Like a call-and-response duet sitting together at a piano, Bardeen and Brattain continued their iterative creativity. They realized that the best way to increase the amplification would be to have two point-contacts jabbed into the germanium really close together. Bardeen calculated that they should be less than two-thousandths of an inch apart. That was a challenge, even for Brattain. But he came up with a clever method: he glued a piece of gold foil onto a small plastic wedge that looked like an arrowhead, then he used a razor blade to cut a thin slit in the foil at the tip of the wedge, thus forming two gold contact points close together. “That’s all I did,” Brattain recounted. “I slit carefully with the razor until the circuit opened, and put it on a spring and put it down on the same piece of germanium.”23

When Brattain and Bardeen tried it on the afternoon of Tuesday, December 16, 1947, something amazing happened: the contraption worked. “I found if I wiggled it just right,” Brattain recalled, “that I had an amplifier with the order of magnitude of one hundred amplification, clear up to the audio range.”24 On his way home that evening, the voluble and talkative Brattain told the others in his carpool he had just done “the most important experiment that I’d ever do in my life.” He then made them pledge not to say anything.25 Bardeen, as was his wont, was less talkative.
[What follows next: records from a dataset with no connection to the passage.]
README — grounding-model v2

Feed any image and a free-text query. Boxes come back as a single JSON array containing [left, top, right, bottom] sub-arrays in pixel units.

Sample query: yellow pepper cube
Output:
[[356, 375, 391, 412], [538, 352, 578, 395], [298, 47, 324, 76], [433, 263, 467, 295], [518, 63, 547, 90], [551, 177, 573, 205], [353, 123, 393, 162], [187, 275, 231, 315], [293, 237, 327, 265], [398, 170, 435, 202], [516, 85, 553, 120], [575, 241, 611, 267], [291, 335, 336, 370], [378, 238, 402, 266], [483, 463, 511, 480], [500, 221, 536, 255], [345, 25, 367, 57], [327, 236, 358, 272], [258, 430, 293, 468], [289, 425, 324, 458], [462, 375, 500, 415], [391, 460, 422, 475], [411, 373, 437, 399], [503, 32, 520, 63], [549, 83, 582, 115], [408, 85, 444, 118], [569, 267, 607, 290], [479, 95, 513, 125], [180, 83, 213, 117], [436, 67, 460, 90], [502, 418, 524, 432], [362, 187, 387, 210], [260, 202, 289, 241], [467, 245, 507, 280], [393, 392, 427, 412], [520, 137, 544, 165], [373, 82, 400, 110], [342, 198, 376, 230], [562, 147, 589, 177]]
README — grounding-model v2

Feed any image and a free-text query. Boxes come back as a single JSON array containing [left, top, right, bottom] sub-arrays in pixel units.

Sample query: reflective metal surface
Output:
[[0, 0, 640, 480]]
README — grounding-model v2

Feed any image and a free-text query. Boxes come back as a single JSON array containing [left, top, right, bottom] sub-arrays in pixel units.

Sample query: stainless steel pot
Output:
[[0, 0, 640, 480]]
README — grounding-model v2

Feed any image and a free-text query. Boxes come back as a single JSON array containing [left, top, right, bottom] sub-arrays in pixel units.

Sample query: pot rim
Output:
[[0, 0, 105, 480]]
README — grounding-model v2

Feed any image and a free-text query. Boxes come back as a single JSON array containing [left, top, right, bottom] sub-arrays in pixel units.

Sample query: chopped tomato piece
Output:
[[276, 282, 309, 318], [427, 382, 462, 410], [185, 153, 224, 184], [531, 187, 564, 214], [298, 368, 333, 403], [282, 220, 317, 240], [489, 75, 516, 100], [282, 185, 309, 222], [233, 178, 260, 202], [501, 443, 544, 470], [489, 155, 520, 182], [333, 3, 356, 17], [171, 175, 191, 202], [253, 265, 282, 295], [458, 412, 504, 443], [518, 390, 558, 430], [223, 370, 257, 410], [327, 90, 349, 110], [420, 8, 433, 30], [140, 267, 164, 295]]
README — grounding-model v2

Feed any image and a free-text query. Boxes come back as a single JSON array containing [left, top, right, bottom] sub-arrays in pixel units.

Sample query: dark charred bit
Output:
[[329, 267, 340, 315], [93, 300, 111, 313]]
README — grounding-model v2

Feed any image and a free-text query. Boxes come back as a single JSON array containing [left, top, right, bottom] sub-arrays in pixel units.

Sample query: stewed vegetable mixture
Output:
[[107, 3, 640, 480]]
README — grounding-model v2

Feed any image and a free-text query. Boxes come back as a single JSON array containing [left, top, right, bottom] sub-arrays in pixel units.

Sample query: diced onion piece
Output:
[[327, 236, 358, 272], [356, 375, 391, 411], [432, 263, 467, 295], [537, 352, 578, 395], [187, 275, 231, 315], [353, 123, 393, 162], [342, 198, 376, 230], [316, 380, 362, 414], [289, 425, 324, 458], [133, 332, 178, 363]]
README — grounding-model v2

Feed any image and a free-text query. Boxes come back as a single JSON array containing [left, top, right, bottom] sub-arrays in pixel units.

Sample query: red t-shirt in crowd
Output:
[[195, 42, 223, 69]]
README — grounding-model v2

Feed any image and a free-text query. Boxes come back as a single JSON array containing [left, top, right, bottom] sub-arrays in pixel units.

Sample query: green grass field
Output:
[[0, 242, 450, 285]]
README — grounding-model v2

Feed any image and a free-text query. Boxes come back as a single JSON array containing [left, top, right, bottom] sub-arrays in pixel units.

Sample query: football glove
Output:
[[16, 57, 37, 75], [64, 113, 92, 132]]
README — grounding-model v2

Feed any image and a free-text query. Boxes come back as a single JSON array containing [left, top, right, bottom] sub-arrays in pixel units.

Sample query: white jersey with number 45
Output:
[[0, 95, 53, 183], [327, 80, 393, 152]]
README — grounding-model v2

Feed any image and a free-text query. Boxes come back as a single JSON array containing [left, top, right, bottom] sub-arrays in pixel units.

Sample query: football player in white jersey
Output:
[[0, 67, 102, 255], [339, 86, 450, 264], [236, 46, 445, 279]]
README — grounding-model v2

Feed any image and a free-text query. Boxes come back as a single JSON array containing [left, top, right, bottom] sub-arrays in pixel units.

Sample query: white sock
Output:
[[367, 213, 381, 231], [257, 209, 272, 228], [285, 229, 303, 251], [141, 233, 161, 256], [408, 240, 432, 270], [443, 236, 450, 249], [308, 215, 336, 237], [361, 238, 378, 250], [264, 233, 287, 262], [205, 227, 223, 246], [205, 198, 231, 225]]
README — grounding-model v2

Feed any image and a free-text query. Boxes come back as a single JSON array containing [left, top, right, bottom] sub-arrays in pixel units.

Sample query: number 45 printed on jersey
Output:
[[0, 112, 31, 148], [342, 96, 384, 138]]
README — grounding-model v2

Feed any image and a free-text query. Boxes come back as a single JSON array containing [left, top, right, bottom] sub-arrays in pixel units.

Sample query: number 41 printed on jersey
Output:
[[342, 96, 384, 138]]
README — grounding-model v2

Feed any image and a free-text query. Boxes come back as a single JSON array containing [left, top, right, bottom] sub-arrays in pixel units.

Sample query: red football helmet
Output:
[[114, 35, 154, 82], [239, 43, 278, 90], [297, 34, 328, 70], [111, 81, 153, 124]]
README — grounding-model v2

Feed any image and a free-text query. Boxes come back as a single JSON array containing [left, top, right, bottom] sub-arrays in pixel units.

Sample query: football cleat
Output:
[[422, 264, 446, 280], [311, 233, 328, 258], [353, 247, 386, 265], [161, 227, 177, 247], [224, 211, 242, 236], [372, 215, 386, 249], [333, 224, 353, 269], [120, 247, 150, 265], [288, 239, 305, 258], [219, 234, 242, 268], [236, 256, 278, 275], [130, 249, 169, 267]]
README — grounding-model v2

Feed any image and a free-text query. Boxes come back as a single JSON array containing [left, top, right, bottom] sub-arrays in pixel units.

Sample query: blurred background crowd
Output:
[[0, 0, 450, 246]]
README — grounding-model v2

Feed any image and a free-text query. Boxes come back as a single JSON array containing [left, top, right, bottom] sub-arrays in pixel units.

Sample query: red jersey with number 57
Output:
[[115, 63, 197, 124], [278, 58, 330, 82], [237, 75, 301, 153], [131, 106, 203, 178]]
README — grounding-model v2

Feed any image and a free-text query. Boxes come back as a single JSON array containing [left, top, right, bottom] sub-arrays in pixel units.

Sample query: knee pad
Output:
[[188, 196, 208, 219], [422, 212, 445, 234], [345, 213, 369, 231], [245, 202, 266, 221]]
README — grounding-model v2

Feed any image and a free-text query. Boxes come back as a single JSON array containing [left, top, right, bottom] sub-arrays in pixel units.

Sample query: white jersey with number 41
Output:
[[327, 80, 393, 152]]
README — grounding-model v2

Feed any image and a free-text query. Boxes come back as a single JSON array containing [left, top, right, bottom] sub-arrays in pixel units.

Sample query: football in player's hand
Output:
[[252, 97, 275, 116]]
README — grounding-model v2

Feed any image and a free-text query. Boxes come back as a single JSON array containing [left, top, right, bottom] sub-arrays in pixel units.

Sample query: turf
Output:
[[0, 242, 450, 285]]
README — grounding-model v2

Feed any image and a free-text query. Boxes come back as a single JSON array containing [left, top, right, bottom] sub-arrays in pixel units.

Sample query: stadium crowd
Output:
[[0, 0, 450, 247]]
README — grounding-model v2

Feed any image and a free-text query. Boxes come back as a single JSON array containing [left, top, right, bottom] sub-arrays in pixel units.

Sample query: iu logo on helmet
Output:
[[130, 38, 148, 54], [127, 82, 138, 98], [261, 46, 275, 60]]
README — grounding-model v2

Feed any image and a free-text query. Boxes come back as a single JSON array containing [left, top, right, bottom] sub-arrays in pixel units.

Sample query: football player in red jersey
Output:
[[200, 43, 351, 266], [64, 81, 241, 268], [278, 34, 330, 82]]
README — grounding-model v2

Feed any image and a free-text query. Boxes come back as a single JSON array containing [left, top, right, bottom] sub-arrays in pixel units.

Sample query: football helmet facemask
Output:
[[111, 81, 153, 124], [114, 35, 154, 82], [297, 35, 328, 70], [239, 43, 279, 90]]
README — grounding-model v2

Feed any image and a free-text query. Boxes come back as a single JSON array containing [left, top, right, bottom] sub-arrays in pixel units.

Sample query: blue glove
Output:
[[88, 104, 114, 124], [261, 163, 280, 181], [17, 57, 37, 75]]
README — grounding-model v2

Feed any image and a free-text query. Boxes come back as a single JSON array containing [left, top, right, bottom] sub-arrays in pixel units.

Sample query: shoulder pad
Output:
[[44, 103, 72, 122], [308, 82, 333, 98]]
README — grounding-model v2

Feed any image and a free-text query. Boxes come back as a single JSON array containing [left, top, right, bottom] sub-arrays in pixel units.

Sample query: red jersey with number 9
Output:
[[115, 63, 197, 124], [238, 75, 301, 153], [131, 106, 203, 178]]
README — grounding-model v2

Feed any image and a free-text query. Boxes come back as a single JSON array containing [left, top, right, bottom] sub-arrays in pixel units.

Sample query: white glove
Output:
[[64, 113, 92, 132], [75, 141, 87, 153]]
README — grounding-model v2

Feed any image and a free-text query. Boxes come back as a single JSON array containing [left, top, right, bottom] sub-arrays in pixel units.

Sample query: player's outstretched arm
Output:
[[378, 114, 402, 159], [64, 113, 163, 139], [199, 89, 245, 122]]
When he got home that night, however, he did something unusual: he told his wife about something that happened at the office. It was only a sentence. As she was peeling carrots at the kitchen sink, he mumbled quietly, “We discovered something important today.”26

Indeed, the transistor was one of the most important discoveries of the twentieth century. It came from the partnership of a theorist and an experimentalist working side by side, in a symbiotic relationship, bouncing theories and results back and forth in real time. It also came from embedding them in an environment where they could walk down a long corridor and bump into experts who could manipulate the impurities in germanium, or be in a study group populated by people who understood the quantum-mechanical explanations of surface states, or sit in a cafeteria with engineers who knew all the tricks for transmitting phone signals over long distances.

Shockley convened a demonstration for the rest of the semiconductor group and a few Bell Labs supervisors on the following Tuesday, December 23. The executives put on earphones and took turns speaking into a microphone so that they could hear for themselves the actual amplification of a human voice using a simple, solid-state device. It was a moment that should have resonated like Alexander Graham Bell’s first words barked on a telephone, but no one later could recall the words spoken into the device on that momentous afternoon. Instead the event was memorialized for history by understated entries made into lab notebooks. “By switching the device in and out, a distinct gain in speech level could be heard,” Brattain wrote.27 Bardeen’s entry was even more matter-of-fact: “Voltage amplification was obtained with use of two gold electrodes on a specifically prepared germanium surface.”28

SHOCKLEY’S ONE-UPMANSHIP

Shockley signed Bardeen’s historic notebook entry as a witness, but he did not make any entries of his own that day. He was clearly rattled. The pride he should have felt in the success of his team was overshadowed by his intense and dark competitive drive. “My emotions were somewhat conflicted,” he later admitted. “My elation with the group’s success was tempered by not being one of the inventors. I experienced some frustration that my personal efforts, started more than eight years before, had not resulted in a significant inventive contribution of my own.”29 There were demons that increasingly gnawed away deep in his psyche. He would never again be friends with Bardeen and Brattain. Instead he started working feverishly to claim equal credit for the invention and to create, on his own, an even better version.